I've met many of them before, and they're still alive (I think).


----------



## Forss

_Liebster Jesu, wir sind hier_ (BWV 634) from his _Orgelbüchlein_ is almost certainly the most grief-stricken piece of music ever written. The organ is basically crying (heavily) for about two minutes, and then one's left with this queer feeling of utter meaninglessness.


----------



## hpowders

True. The sarabandes are Bach at his most serious, whether it be the keyboard partitas, cello suites or unaccompanied violin sonatas.

No problem for me. At social functions, I would only do the slow dances anyway.


----------



## Bulldog

Forss said:


> _Liebster Jesu, wir sind hier_ (BWV 634) from his _Orgelbüchlein_ is almost certainly the most grief-stricken piece of music ever written. The organ is basically crying (heavily) for about two minutes, and then one's left with this queer feeling of utter meaninglessness.
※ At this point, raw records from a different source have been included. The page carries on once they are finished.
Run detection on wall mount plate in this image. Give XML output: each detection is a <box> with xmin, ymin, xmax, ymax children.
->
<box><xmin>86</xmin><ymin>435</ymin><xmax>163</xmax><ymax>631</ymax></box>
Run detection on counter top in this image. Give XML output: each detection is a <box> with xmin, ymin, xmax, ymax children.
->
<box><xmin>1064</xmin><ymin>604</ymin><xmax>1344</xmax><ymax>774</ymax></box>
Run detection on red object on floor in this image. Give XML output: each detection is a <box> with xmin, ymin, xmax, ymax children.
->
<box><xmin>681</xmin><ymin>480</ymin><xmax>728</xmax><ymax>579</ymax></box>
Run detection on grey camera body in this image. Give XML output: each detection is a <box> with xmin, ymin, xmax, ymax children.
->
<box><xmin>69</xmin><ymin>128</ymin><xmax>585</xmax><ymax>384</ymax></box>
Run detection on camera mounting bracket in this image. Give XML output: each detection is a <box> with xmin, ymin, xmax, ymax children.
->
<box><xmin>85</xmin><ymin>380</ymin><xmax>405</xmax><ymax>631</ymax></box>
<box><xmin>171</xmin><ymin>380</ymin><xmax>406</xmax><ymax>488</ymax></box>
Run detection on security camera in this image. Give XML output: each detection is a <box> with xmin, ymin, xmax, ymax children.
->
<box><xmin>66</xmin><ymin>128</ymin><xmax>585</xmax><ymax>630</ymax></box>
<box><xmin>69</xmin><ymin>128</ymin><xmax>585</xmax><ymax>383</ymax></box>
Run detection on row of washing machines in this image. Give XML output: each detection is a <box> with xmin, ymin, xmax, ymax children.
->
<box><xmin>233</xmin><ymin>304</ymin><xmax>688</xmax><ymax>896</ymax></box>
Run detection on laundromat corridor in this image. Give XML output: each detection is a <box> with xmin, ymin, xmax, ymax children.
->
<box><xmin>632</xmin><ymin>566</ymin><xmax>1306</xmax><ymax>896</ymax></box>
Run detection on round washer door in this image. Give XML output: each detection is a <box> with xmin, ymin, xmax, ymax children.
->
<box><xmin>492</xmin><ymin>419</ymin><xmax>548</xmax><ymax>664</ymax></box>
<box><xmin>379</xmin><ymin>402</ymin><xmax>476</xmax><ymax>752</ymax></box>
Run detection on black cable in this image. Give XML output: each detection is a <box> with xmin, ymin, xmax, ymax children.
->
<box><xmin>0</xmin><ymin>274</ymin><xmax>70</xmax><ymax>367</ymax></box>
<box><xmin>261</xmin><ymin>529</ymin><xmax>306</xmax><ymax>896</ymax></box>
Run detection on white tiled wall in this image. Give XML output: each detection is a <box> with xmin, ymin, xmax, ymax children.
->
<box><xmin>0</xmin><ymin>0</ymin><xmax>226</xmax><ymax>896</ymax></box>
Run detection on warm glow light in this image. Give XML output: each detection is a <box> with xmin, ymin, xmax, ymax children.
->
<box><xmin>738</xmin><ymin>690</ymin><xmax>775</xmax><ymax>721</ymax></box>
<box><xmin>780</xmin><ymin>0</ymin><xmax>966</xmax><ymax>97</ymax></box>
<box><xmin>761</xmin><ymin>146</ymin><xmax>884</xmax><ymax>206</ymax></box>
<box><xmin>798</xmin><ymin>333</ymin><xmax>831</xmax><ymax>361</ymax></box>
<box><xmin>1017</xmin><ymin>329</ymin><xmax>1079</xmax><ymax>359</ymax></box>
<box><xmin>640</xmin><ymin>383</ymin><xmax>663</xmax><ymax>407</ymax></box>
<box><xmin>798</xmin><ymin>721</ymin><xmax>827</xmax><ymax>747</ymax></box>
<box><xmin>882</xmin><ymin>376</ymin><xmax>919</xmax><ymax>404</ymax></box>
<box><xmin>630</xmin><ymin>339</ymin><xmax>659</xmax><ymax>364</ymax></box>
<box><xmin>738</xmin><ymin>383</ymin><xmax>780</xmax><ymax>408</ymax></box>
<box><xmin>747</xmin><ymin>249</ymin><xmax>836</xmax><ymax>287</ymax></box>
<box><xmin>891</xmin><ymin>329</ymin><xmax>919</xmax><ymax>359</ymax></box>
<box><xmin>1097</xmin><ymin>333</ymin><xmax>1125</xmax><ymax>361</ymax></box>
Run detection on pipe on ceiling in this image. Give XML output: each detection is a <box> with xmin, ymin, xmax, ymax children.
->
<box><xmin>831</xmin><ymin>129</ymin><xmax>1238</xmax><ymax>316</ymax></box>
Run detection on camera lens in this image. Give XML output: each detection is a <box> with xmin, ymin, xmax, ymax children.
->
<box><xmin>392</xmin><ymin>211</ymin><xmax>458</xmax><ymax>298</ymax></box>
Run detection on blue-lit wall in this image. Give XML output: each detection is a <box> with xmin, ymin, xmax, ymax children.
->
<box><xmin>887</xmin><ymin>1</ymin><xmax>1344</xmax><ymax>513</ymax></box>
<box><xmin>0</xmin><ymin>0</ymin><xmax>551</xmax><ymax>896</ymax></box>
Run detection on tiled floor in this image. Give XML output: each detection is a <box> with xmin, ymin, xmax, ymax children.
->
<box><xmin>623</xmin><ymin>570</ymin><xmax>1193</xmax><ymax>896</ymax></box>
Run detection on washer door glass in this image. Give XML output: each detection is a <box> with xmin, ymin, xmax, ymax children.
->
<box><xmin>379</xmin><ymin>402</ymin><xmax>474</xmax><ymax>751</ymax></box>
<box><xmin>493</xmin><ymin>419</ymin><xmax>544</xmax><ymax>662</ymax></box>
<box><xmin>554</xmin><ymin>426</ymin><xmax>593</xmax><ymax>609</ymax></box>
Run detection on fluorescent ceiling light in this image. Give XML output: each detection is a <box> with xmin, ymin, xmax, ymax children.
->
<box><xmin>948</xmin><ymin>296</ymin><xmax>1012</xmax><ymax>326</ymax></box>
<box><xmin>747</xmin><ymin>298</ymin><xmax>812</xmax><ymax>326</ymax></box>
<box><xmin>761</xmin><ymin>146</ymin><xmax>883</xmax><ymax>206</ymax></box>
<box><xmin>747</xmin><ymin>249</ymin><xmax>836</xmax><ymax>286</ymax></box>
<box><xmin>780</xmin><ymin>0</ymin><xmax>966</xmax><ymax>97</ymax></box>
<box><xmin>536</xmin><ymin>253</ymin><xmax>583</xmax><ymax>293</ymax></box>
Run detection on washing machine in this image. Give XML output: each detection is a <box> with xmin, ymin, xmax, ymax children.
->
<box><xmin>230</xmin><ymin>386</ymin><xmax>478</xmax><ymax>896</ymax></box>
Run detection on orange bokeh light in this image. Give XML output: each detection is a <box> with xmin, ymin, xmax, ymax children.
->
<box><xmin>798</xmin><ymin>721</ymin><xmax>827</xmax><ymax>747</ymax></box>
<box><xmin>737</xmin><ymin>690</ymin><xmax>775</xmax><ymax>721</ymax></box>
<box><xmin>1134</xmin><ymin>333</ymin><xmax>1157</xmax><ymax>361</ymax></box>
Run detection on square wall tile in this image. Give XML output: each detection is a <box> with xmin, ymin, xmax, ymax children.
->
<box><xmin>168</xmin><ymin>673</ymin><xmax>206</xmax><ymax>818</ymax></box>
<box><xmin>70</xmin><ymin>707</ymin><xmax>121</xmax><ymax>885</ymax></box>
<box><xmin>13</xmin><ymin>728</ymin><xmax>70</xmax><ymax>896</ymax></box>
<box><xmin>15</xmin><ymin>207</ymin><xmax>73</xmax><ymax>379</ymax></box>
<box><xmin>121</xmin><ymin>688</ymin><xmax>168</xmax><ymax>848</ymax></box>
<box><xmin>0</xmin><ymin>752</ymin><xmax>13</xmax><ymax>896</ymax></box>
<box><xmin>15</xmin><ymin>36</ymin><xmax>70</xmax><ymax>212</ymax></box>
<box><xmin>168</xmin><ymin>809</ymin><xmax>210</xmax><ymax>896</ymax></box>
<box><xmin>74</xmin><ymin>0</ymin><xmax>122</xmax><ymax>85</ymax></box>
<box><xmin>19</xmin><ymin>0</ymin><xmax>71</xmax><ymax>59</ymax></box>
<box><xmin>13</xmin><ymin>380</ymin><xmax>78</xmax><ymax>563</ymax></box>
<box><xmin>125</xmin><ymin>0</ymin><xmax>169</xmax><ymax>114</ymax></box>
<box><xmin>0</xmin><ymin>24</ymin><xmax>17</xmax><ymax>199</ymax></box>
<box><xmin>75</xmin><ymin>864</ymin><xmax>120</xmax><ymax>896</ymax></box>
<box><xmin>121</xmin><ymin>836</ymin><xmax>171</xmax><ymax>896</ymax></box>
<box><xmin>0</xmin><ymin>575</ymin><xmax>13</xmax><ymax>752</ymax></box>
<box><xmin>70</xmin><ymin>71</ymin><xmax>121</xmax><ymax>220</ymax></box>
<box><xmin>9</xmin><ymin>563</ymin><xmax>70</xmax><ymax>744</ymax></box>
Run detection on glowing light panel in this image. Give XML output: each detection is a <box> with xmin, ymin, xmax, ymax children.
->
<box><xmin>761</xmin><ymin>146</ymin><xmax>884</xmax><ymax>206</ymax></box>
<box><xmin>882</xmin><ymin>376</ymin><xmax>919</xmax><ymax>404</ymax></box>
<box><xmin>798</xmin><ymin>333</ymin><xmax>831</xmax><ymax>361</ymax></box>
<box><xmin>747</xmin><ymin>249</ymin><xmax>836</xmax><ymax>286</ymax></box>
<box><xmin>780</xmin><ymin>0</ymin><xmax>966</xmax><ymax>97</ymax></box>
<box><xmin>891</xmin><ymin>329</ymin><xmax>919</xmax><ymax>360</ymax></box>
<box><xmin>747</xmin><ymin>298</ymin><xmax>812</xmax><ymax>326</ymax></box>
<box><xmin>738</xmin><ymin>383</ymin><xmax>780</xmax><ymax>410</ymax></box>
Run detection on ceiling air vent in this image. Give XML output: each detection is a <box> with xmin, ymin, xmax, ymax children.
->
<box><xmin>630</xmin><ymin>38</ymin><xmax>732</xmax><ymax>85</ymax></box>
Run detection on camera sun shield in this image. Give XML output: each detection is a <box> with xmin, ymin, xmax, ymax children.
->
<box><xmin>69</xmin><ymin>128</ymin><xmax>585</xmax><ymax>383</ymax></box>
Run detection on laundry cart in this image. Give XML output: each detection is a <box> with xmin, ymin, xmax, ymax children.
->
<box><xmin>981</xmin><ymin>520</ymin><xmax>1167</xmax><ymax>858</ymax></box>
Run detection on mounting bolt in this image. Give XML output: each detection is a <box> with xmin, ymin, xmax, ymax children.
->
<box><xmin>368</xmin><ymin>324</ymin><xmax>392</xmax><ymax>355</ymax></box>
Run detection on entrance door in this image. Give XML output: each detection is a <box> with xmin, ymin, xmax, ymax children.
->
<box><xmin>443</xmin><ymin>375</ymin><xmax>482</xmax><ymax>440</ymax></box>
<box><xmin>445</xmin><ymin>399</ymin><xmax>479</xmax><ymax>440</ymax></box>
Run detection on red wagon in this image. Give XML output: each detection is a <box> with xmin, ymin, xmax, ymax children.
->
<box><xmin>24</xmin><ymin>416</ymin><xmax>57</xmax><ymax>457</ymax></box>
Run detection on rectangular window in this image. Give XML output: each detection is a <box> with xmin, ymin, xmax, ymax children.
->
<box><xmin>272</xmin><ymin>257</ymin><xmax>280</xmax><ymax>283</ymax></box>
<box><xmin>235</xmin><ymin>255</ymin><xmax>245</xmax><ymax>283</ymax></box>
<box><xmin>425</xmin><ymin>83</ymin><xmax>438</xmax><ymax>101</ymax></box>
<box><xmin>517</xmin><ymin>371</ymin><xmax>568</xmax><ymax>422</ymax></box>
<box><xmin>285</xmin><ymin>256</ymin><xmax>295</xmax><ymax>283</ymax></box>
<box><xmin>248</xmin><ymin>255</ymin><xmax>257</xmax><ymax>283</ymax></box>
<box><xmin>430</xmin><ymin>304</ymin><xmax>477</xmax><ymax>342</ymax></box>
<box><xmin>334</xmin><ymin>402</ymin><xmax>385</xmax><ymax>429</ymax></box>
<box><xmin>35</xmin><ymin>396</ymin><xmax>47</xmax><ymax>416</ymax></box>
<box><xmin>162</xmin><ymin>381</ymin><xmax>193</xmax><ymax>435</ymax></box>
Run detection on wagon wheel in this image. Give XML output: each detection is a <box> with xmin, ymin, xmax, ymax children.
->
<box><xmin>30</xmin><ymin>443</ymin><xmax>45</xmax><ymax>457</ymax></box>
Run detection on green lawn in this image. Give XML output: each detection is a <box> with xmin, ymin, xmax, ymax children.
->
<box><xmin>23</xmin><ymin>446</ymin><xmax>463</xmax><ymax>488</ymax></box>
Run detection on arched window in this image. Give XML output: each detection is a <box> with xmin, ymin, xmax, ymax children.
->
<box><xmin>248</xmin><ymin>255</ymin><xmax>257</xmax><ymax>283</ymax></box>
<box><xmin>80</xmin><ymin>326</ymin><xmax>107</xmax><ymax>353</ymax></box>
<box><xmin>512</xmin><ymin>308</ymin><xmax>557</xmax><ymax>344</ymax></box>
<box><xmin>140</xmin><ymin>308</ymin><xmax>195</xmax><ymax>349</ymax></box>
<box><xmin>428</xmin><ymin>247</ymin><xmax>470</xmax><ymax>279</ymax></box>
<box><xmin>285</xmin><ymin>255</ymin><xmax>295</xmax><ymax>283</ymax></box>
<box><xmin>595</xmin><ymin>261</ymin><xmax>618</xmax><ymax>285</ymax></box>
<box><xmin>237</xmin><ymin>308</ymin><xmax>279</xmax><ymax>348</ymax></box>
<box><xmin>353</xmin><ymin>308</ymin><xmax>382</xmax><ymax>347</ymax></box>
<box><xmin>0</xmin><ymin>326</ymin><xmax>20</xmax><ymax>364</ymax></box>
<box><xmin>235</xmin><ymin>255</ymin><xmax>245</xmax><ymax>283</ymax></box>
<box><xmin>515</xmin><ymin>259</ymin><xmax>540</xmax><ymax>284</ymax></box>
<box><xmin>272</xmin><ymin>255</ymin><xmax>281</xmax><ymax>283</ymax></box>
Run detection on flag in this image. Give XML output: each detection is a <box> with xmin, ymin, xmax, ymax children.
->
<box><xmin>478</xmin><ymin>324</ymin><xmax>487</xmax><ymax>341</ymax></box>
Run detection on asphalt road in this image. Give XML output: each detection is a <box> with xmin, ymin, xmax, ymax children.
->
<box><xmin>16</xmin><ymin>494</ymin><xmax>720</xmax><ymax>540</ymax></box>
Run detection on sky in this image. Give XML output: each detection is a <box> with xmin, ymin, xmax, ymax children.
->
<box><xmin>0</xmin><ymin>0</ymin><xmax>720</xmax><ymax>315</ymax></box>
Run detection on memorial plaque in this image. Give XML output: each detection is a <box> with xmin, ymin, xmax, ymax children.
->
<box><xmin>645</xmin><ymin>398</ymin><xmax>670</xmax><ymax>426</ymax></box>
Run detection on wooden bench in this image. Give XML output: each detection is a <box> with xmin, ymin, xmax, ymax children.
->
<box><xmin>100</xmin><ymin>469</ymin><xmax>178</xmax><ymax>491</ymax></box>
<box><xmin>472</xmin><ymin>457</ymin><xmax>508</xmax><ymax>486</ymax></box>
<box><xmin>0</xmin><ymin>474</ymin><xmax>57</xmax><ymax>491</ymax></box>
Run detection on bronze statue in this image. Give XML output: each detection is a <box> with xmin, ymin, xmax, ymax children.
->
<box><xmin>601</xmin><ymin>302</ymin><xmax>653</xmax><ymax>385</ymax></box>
Interesting. I find BWV 634 rather uplifting.


----------



## JeffD

The II Adagio section of Bach Harpsichord Concerto No 1 in D minor, BWV 1052. Not depressing, but yearning for some kind of a smile.


----------



## eugeneonagain

Bulldog said:


> Interesting. I find BWV 634 rather uplifting.


Yes, that's exactly what I was thinking. Someone chose it for my grandfather's funeral service (probably himself) and I remember thinking that it was uplifting. It sounds slightly different on # different organs, but I've never felt it to be depressing and certainly not like weeping.


----------



## Forss

I can see why one would think that, and how one can find strength in rather sad pieces, too. Perhaps it's uplifting _eo ipso_?


----------



## Marc

Forss said:


> _Liebster Jesu, wir sind hier_ (BWV 634) from his _Orgelbüchlein_ is almost certainly the most grief-stricken piece of music ever written. The organ is basically crying (heavily) for about two minutes, and then one's left with this queer feeling of utter meaninglessness.


In your reception then, Bach utterly failed to express the mood of the chorale lyrics.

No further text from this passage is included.